In view of increasing complexity, I also tend to put the burden of 
obtaining a token (which is actually not so much) on the client.
That way, existing services would have to add a field "subjectid" (which 
I propose to name the token field) and hook calling routines to the 
OpenSSO service into the workflow at the appropriate places (before the 
actual service calls).

Regards
Andreas

Luchesar V. ILIEV wrote on 06/17/2010 06:07 PM:
> Let's decide who will handle the authentication process:
>
> 1. The service.
> OR
> 2. The client/user.
>
> (1) means that an OT service will expect only a valid OpenSSO token
> with each request. It will be up to the user to acquire such token:
> whether by directly communication with the OpenSSO server or via some
> client application.
>
> (2) means that an OT service will expect username and password
> provided with each request.

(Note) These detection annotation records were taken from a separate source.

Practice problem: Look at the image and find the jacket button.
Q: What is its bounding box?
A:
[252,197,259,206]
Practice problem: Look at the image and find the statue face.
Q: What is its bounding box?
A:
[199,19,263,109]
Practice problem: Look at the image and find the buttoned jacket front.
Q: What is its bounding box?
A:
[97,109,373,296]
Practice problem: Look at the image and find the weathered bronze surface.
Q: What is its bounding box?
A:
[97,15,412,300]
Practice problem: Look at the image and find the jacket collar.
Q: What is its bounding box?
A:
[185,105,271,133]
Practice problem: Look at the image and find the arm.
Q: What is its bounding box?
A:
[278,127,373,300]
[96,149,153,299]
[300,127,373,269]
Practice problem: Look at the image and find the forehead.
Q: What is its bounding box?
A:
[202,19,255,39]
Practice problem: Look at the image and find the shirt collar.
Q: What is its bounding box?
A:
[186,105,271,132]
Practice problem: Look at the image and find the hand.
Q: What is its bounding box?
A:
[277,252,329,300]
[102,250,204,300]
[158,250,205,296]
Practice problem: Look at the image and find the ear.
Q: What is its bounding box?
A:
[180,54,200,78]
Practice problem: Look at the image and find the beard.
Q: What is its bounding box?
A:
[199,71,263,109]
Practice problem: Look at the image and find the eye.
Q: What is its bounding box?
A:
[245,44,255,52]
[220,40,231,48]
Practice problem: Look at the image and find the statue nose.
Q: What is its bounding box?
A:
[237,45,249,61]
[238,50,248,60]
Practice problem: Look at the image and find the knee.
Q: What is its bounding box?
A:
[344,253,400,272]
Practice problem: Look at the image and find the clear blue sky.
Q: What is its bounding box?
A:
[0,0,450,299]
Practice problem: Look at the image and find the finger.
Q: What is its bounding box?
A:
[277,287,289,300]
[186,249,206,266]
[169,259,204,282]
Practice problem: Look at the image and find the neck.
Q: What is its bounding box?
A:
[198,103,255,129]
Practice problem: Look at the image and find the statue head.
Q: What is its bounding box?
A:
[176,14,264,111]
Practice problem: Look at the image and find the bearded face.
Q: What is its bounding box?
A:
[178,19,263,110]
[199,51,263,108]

It will then try to get a valid token from
> OpenSSO, and if that fails, will have to report back to the user.
> Obviously, this relieves the client applications from the burden of
> authentication, but at the expense of increased service complexity.
> Furthermore, the services still have to be able to parse requests
> accompanied by a token (as opposed to username/password), because
> that's how cascading requests (from one service to another on behalf
> of a user) work.
>
> Please keep in mind as well that whoever does the authentication must
> also handle log-out.
>
> Cheers,
> Luchesar
> _______________________________________________
> Development mailing list
> Development at opentox.org
> http://www.opentox.org/mailman/listinfo/development
>

-- 
http://www.maunz.de

             According to my calculations the problem doesn't exist.